Since clFinish() and clEnqueueMarkerWithWaitList() is for host-only queues, I can't use them for this default-on-device-out-of-order-queue.
How can I make child kernels finish before some synchronization point or at least before a buffer-read command so that memory consistency is achieved?
Here is the code:
__kernel void test( __global float *xyz,__global float *xyzn,__global float *xyzo,__global float * arguments)
{
int threadId=get_global_id(0);
float dx=xyz[threadId*3]-arguments[2];float dy=xyz[threadId*3+1]-arguments[3];float t=arguments[1];
float ctr=arguments[0];float wave=0.02f*ctr*sin(40.0f*t+100.0f*sqrt(dx*dx+dy*dy));
xyzo[threadId*3]=xyz[threadId*3]+xyzn[threadId*3]*wave; // wave equation for all surface vertices
xyzo[threadId*3+1]=xyz[threadId*3+1]+xyzn[threadId*3+1]*wave; // wave equation for all surface vertices
xyzo[threadId*3+2]=xyz[threadId*3+2]+xyzn[threadId*3+2]*wave; // wave equation for all surface vertices
}
__kernel void waveEquation( __global float *xyz,__global float *xyzn,__global float *xyzo,__global float * arguments)
{
int threadId=get_global_id(0);
if(threadId<arguments[4])
{
queue_t q = get_default_queue();
ndrange_t ndrange = ndrange_1D(threadId,1,1);
void (^my_block_A)(void) = ^{test(xyz,xyzn,xyzo,arguments);};
enqueue_kernel(q, CLK_ENQUEUE_FLAGS_NO_WAIT,ndrange,my_block_A);
}
}
when parent kernel has only 1-2 workitems, it works fine but there are normally 256*224 workitems for parent kernel and child kernels cannot complete before data is accessed from host(after clFinish())

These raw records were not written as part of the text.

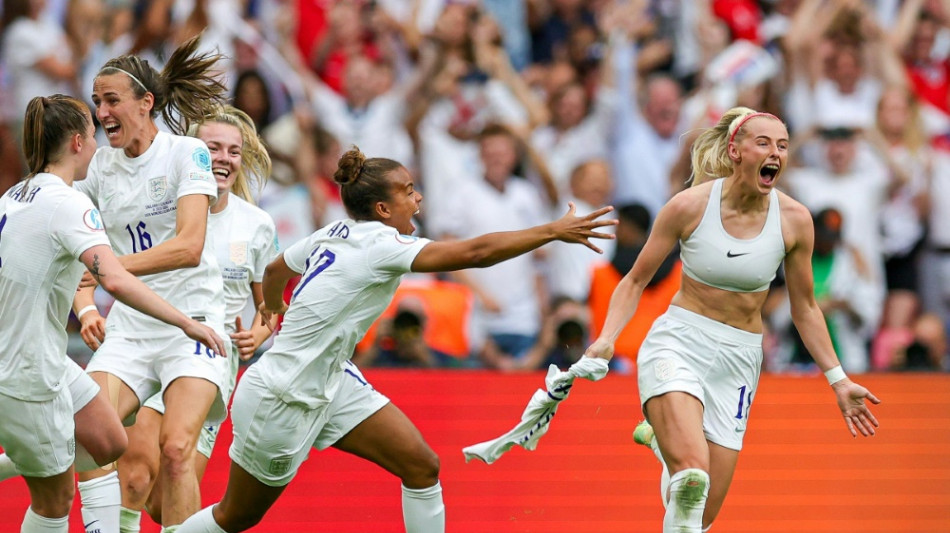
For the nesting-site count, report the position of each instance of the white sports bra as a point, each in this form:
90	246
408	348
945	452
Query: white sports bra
713	257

Here is construction of default queue(different than the queue for parent-kernel)
commandQueue = cl::CommandQueue(context, device,
CL_QUEUE_ON_DEVICE|
CL_QUEUE_OUT_OF_ORDER_EXEC_MODE_ENABLE |
CL_QUEUE_ON_DEVICE_DEFAULT, &err);
edit: this way of creating the queue also does not make it synchronizable:
cl_uint qs=device.getInfo<CL_DEVICE_QUEUE_ON_DEVICE_PREFERRED_SIZE>();
cl_queue_properties qprop[] = { CL_QUEUE_SIZE, qs, CL_QUEUE_PROPERTIES,
(cl_command_queue_properties)(CL_QUEUE_OUT_OF_ORDER_EXEC_MODE_ENABLE |
CL_QUEUE_ON_DEVICE |
CL_QUEUE_ON_DEVICE_DEFAULT |
CL_QUEUE_PROFILING_ENABLE), 0 };
device_queue = clCreateCommandQueueWithProperties(context.get(),
device.get(), qprop, &err);
device=RX550, driver=17.6.2, 64 bit build.
User Parallel Highway's solution also didn't work:
if(threadId<arguments[4])
{
clk_event_t markerEvent;
clk_event_t events[1];
queue_t q = get_default_queue();
ndrange_t ndrange = ndrange_1D(threadId,1,1);
void (^my_block_A)(void) = ^{test(xyz,xyzn,xyzo,arguments);};
enqueue_kernel(q, CLK_ENQUEUE_FLAGS_NO_WAIT,ndrange,0,NULL,&events[0],my_block_A);
enqueue_marker(q, 1, events, &markerEvent);
release_event(events[0]);
release_event(markerEvent);
}
This didn't work:
queue_t q = get_default_queue();
ndrange_t ndrange = ndrange_1D(threadId,1,1);
void (^my_block_A)(void) = ^{test(xyz,xyzn,xyzo,arguments);};
int ctr=0;
while((enqueue_kernel(q, CLK_ENQUEUE_FLAGS_NO_WAIT,ndrange,my_block_A)&
( CLK_DEVICE_QUEUE_FULL|
CLK_EVENT_ALLOCATION_FAILURE|
CLK_OUT_OF_RESOURCES |
CLK_INVALID_NDRANGE |
CLK_INVALID_QUEUE |
CLK_INVALID_EVENT_WAIT_LIST |
CLK_INVALID_ARG_SIZE
))>0 )
{
}
this doesn't work but completes so there is no infinite loop.